The statute as presently written offers the community in general no protection even if a single house is a blighting influence. The blight procedure is not an expedited procedure in almost any judicial system because of Due Process.  Realistically, government wants to clean up the blighted properties as quickly as it can.  The process of an appraisal and a filing may be far easier than waiting until the property is foreclosed for non-payment of taxes or the blight procedure, one which can be delayed almost indefinitely, is concluded.

However, if one takes a look at the law it is clear the constitution did not contemplate an absolute prohibition on the acquisition of blighted buildings. Because the constitutional provision allows a much greater breadth of acquisition than the existing statute, the statute is constitutional in the arguable protection of individual property rights. However, a simple change in the statutory language would remedy the situation and make local communities which retain properties that are not blighted but either blight other properties or inhibit the general safety, health and welfare of the community would best be propounded with the following amendments:

In a condemnation action, the burden of proof is on the condemning authority to demonstrate, by the preponderance of the evidence, that the taking of a private property is for a public use, unless the condemnation action involves a taking of private property FOR THE ERADICATION OF BLIGHT, in which case the burden of proof is on the condemning authority to demonstrate, by clear and convincing evidence, that the taking of that property is for a public use.

 

What has been missed to date by the communities is the misunderstanding of the language in the Constitution and the stricter language of the State statute.  The State statute may be changed.

At the time of Poletown, there was not a clear understanding of all of the available benefits under the Uniform Relocation Act now available.  However, payment does not protect one from an acquisition without the preservation of the right to acquire by the agency.

The final comment here should be why Detroit has developed so well.  Clearly the efforts of Dan Gilbert and his associates have made a huge difference in downtown.  Yet, this redevelopment was bound to work with or without Dan Gilbert.  When one understands of the available alternatives to eminent domain for redevelopment, such as brownfield financing, tax increment financing, economic development funds, and a myriad of other forms of relief through assist and the rehabilitation of older buildings, one can see the result of the lack of easy eminent domain.  Economic activity has increased.
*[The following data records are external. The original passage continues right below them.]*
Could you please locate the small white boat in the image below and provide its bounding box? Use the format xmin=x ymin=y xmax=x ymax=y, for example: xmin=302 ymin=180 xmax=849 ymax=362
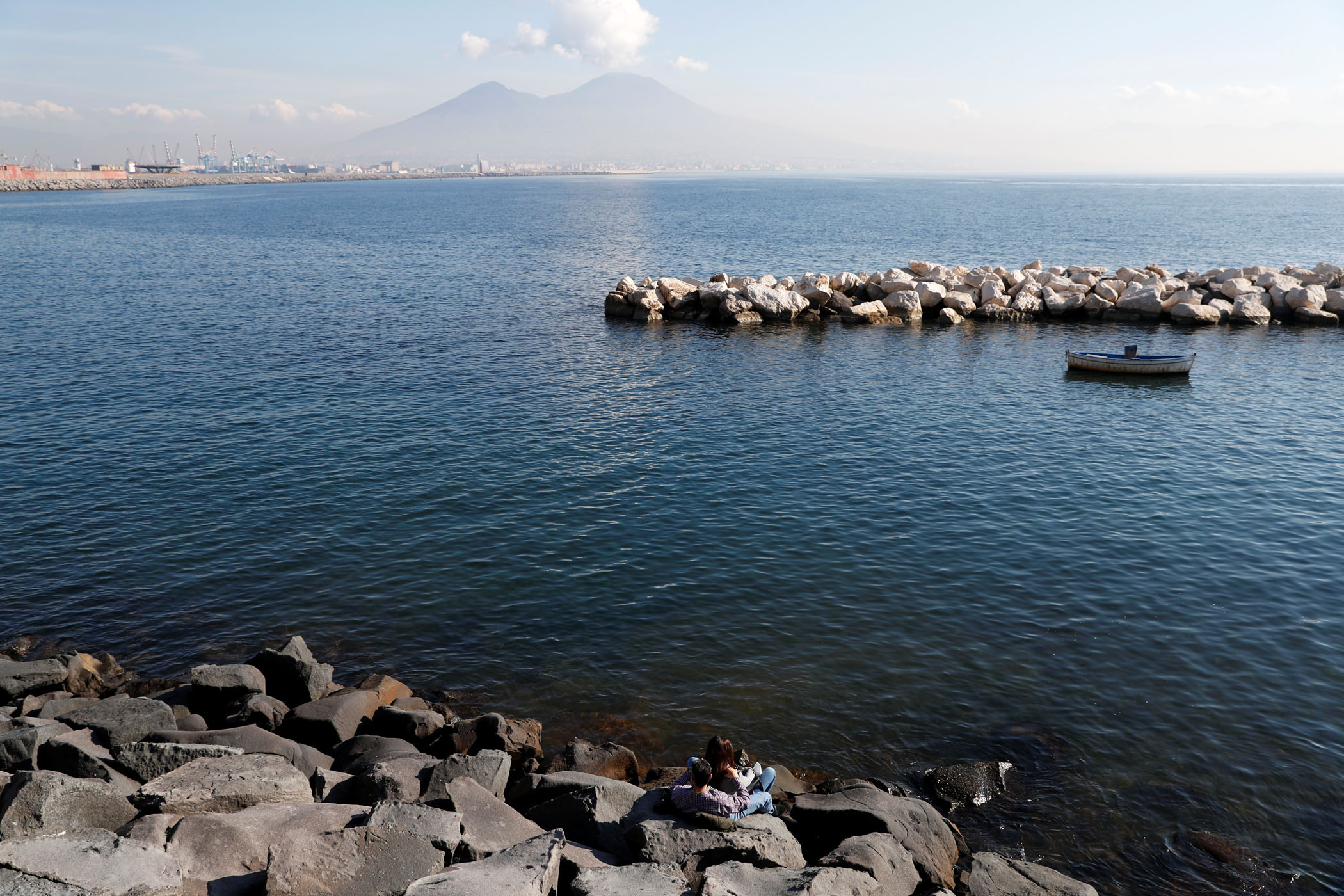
xmin=1064 ymin=345 xmax=1195 ymax=375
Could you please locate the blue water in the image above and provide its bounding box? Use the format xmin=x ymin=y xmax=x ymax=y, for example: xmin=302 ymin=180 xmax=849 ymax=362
xmin=0 ymin=176 xmax=1344 ymax=895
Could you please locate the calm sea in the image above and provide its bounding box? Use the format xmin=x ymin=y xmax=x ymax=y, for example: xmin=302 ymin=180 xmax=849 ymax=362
xmin=0 ymin=176 xmax=1344 ymax=896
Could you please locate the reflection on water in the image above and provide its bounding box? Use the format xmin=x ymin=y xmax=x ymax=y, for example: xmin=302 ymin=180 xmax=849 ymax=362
xmin=0 ymin=172 xmax=1344 ymax=896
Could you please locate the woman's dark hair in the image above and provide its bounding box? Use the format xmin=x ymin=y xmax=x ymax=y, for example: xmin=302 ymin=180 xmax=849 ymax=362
xmin=704 ymin=735 xmax=734 ymax=778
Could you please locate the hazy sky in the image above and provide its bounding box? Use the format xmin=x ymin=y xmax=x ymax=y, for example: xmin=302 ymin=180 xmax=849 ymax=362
xmin=8 ymin=0 xmax=1344 ymax=172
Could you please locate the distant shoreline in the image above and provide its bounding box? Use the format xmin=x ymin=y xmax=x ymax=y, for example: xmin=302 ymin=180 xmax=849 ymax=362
xmin=0 ymin=171 xmax=618 ymax=193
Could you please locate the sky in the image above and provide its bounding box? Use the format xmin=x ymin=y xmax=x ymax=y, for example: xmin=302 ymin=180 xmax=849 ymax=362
xmin=0 ymin=0 xmax=1344 ymax=173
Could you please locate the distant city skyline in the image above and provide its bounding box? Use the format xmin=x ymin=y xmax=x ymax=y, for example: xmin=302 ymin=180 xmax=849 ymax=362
xmin=0 ymin=0 xmax=1344 ymax=173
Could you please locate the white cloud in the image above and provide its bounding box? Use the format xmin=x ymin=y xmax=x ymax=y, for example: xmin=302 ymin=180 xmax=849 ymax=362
xmin=460 ymin=31 xmax=491 ymax=59
xmin=141 ymin=43 xmax=200 ymax=65
xmin=0 ymin=99 xmax=79 ymax=121
xmin=513 ymin=22 xmax=547 ymax=50
xmin=247 ymin=99 xmax=298 ymax=124
xmin=948 ymin=99 xmax=980 ymax=118
xmin=108 ymin=102 xmax=205 ymax=121
xmin=1116 ymin=81 xmax=1199 ymax=102
xmin=308 ymin=102 xmax=368 ymax=121
xmin=550 ymin=0 xmax=659 ymax=68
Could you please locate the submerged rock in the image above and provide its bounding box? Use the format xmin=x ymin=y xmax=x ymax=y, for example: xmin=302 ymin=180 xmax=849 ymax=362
xmin=925 ymin=762 xmax=1012 ymax=809
xmin=966 ymin=853 xmax=1097 ymax=896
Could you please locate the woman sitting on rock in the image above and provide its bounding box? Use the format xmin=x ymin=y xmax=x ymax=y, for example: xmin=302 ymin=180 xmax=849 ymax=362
xmin=672 ymin=735 xmax=776 ymax=818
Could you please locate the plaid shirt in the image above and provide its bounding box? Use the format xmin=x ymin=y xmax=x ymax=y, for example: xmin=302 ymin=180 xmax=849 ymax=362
xmin=672 ymin=769 xmax=751 ymax=815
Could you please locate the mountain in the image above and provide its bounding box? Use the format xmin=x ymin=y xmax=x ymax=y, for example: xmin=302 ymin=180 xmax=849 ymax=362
xmin=332 ymin=74 xmax=838 ymax=165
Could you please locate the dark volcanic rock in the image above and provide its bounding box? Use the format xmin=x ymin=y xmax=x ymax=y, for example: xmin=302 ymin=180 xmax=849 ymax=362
xmin=793 ymin=783 xmax=959 ymax=890
xmin=280 ymin=688 xmax=383 ymax=752
xmin=56 ymin=697 xmax=177 ymax=747
xmin=817 ymin=834 xmax=919 ymax=896
xmin=221 ymin=693 xmax=289 ymax=731
xmin=145 ymin=725 xmax=332 ymax=776
xmin=365 ymin=802 xmax=462 ymax=856
xmin=0 ymin=830 xmax=182 ymax=896
xmin=111 ymin=740 xmax=243 ymax=780
xmin=425 ymin=749 xmax=511 ymax=801
xmin=700 ymin=861 xmax=876 ymax=896
xmin=406 ymin=830 xmax=564 ymax=896
xmin=966 ymin=853 xmax=1097 ymax=896
xmin=0 ymin=721 xmax=71 ymax=771
xmin=0 ymin=658 xmax=70 ymax=703
xmin=133 ymin=754 xmax=313 ymax=815
xmin=547 ymin=740 xmax=640 ymax=785
xmin=247 ymin=636 xmax=332 ymax=707
xmin=266 ymin=828 xmax=444 ymax=896
xmin=527 ymin=778 xmax=644 ymax=860
xmin=925 ymin=762 xmax=1012 ymax=809
xmin=433 ymin=778 xmax=546 ymax=861
xmin=0 ymin=771 xmax=136 ymax=840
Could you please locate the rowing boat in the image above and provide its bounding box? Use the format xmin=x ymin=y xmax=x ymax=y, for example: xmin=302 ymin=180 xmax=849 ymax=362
xmin=1064 ymin=345 xmax=1195 ymax=375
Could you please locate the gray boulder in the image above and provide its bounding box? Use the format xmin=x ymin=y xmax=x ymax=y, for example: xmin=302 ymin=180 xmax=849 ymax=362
xmin=225 ymin=693 xmax=289 ymax=731
xmin=168 ymin=803 xmax=368 ymax=896
xmin=368 ymin=707 xmax=447 ymax=747
xmin=0 ymin=830 xmax=182 ymax=896
xmin=700 ymin=863 xmax=882 ymax=896
xmin=508 ymin=767 xmax=644 ymax=828
xmin=266 ymin=828 xmax=444 ymax=896
xmin=247 ymin=636 xmax=332 ymax=707
xmin=133 ymin=754 xmax=313 ymax=815
xmin=625 ymin=815 xmax=806 ymax=885
xmin=422 ymin=778 xmax=546 ymax=861
xmin=35 ymin=694 xmax=101 ymax=719
xmin=115 ymin=815 xmax=182 ymax=849
xmin=817 ymin=834 xmax=919 ymax=896
xmin=440 ymin=712 xmax=541 ymax=767
xmin=351 ymin=754 xmax=438 ymax=803
xmin=570 ymin=865 xmax=695 ymax=896
xmin=56 ymin=697 xmax=177 ymax=747
xmin=365 ymin=802 xmax=462 ymax=856
xmin=0 ymin=719 xmax=71 ymax=772
xmin=280 ymin=688 xmax=383 ymax=752
xmin=38 ymin=728 xmax=140 ymax=797
xmin=332 ymin=735 xmax=422 ymax=775
xmin=547 ymin=740 xmax=640 ymax=785
xmin=111 ymin=740 xmax=243 ymax=780
xmin=191 ymin=662 xmax=266 ymax=719
xmin=0 ymin=658 xmax=70 ymax=703
xmin=527 ymin=772 xmax=645 ymax=860
xmin=925 ymin=763 xmax=1011 ymax=809
xmin=406 ymin=830 xmax=564 ymax=896
xmin=145 ymin=725 xmax=332 ymax=775
xmin=966 ymin=853 xmax=1097 ymax=896
xmin=425 ymin=749 xmax=511 ymax=801
xmin=0 ymin=771 xmax=136 ymax=840
xmin=792 ymin=785 xmax=959 ymax=890
xmin=308 ymin=769 xmax=363 ymax=803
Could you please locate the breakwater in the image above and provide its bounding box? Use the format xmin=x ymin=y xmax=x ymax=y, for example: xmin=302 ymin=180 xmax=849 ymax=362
xmin=604 ymin=260 xmax=1344 ymax=326
xmin=0 ymin=637 xmax=1112 ymax=896
xmin=0 ymin=171 xmax=609 ymax=193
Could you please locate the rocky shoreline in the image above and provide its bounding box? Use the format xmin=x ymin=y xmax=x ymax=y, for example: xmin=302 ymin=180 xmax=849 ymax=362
xmin=0 ymin=637 xmax=1097 ymax=896
xmin=604 ymin=260 xmax=1344 ymax=326
xmin=0 ymin=171 xmax=609 ymax=193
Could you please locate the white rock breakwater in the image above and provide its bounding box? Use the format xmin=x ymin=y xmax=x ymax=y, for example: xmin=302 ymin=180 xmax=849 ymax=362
xmin=605 ymin=260 xmax=1344 ymax=326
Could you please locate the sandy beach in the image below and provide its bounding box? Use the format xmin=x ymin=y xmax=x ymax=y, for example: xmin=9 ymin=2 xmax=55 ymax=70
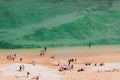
xmin=0 ymin=46 xmax=120 ymax=80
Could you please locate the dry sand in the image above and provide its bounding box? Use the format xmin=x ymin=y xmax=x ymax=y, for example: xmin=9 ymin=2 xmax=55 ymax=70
xmin=0 ymin=46 xmax=120 ymax=80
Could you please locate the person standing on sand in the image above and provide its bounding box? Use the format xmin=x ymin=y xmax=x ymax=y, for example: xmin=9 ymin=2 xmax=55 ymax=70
xmin=44 ymin=46 xmax=47 ymax=52
xmin=27 ymin=72 xmax=30 ymax=78
xmin=88 ymin=42 xmax=92 ymax=48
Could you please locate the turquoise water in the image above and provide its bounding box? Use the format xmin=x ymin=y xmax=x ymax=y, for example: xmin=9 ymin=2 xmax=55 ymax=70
xmin=0 ymin=0 xmax=120 ymax=48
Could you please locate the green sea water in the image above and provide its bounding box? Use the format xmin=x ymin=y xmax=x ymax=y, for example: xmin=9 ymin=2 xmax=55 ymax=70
xmin=0 ymin=0 xmax=120 ymax=49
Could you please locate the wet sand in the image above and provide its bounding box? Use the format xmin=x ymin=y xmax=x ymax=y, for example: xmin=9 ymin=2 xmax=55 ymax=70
xmin=0 ymin=46 xmax=120 ymax=80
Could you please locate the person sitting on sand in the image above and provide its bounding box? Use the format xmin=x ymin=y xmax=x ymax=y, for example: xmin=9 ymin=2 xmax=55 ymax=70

In conclusion, the eminent domain process when economic development was available as a basis for eminent domain fulfilled the failure in the system of what Chief Justice Roberts alluded to in his comment in the Murr v Wisconsin dissent that:

“regulatory takings, however – by their very nature – pit the common good against the interests of a few… in the face of this imbalance, the Takings Clause ‘prevents the public from loading upon the one individual more than his just share of the burdens of government; Monongahela Nav. v United States, 14 at U.S. 312, 325 (1893), by considering the effect of regulation on specific property rights as they are established at state law.”

 

This issue of balance is one that the State of Michigan still must remedy. Given the Kelo decision, with the response by so many states that acquisition for an end private user was inappropriate, one can readily foresee an “overreach” and a response to the overreach.